I too am an advocate for good science.
Alas, it's not that easy, however. Each side has the "scientists" or "doctors" who they listen to; both sides are pretty convinced that science is on their side. How can we teach people the skills and proclivity to fairly successfully evaluate which alleged science to believe? How can we instill an aesthetic of valuing accuracy over reinforcement of what one already believes? The former is a much more challenging acquired taste, compared to the easy payoffs of the latter.
I used to be a "question authority" person. Well, I still am, but now I'd insert "intelligently" rather than "belligerantly" as so many people now do. What used to make people willing to trust even authorities who tell you something you'd rather not hear - and why is that breaking down now?
Some of it is kind like the Dunning-Kruger effect - we've empowered the common folks to trust their own authority, to take on complex evaluations of truth which are above their pay grade. There are lots of roots to this disdain for outside authority - conflicting health stories in the paper every day, revelations of corrupted science by corporations (tobacco, pharmaceutical), the Tuskegee experiment, even things like mocking the "lab leak hypothesis" of Covid as a wild conspiracy theory only to later find out it was more credible (and from released Fauci emails, something his own advisors found credible at the time he was publicly dismissing it). There are many factors behind these confusing inputs - like people not realizing that wine might have good health effects in one area and bad in another, rather than "scientists can't make up their minds and keep switching". And it all gets too confusing and requires knowledge and skills and considerable effort to do a good job of sorting through.

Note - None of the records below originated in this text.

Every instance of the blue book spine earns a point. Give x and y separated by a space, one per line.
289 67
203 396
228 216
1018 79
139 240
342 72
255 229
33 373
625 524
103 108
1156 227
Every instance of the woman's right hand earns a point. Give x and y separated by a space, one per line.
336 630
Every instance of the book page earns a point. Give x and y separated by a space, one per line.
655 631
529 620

So let's throw our hands in the air, make some cynical comments, and find some source which will confirm what we want to believe.

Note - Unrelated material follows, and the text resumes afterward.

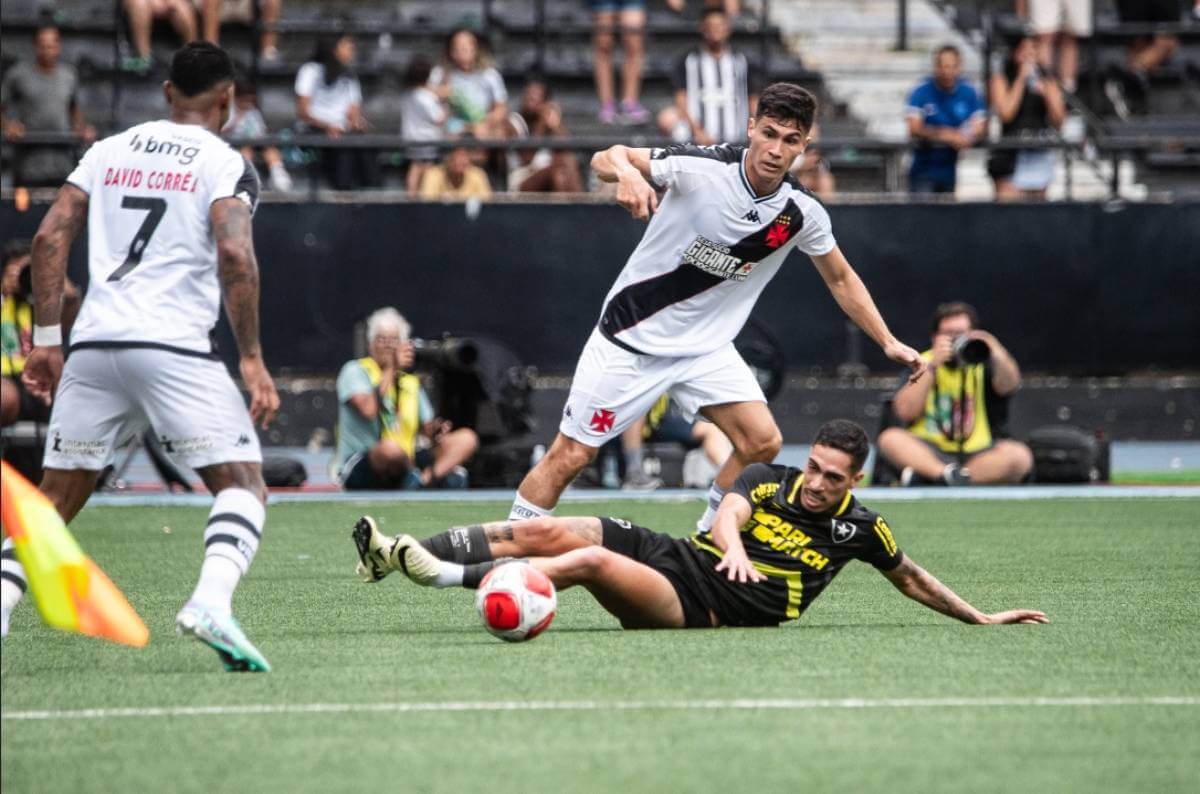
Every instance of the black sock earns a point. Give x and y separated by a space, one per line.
461 545
472 575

Is there any way to foster an iconoclastic democratic technological culture, composed of the normal range of humans in regard to intelligence and temperaments, without falling into this sand trap of overloaded rationality being swamped by irrationality? I don't know, but sometimes I wonder.

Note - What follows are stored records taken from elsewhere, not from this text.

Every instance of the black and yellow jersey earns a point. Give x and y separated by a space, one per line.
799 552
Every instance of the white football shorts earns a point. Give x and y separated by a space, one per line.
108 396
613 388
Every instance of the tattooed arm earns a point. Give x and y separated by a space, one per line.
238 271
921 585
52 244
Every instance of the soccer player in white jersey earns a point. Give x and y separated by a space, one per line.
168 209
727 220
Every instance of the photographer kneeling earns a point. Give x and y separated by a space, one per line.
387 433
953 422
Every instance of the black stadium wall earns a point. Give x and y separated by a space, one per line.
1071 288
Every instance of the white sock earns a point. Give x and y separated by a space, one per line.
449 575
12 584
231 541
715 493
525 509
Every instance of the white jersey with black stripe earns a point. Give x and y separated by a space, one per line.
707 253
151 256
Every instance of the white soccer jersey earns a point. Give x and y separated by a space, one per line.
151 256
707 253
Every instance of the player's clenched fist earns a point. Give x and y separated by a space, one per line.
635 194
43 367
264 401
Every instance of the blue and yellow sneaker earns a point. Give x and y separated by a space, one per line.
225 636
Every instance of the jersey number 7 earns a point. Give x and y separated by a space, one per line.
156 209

And alas, "trust the science" is having an ever weaker constructive influence.
"Journalism' hasn't helped, for sure, and maybe some courses in critical thinking and fact-checking are in order as required before one graduates school. Journalists have, with a few specially trained exceptions (like actual scientists), been properly schooled in how to write about scientific matters, or explain to the reader what 'peer reviewed' or means or how this is an early study for this question so there will be many more to come, so the jury will be out on its meaning for awhile. Of course for many, that level of detail would be too haaaaard to handle, when, oh look! Kim K's got a new ass photo on Twitter! Is that her real ass? Really?
The problem with 'two sciences' is that one of them is clearly faulty and not real science and the other is not. Science will always, for all of us, be a little bit of a matter of faith...especially with science that's too complex for most of us to understand fully (like physics, which is so bizarre it's almost indistinguishable from magic for many of us, and I mean that in the intellectual sense). But the 'science' for, say, Creationism is clearly false and only critical thinking can discern the truth, and that's a skill that's fallen into disfavour and outright hostility. Parents have been fighting it in the schools of years; when I was in college, it was 'Christian' fundamentalists who fought it, now it's the far left and its religious devotion to critical theory who fight it. Thou shalt believe what we teach you, heretic!
I don't know what the answer is, but often I'm glad I'll be dead in another twenty or thirty years. I don't want to stick around to see how badly the left and right have fucked up America, if Putin and Trump don't destroy us first.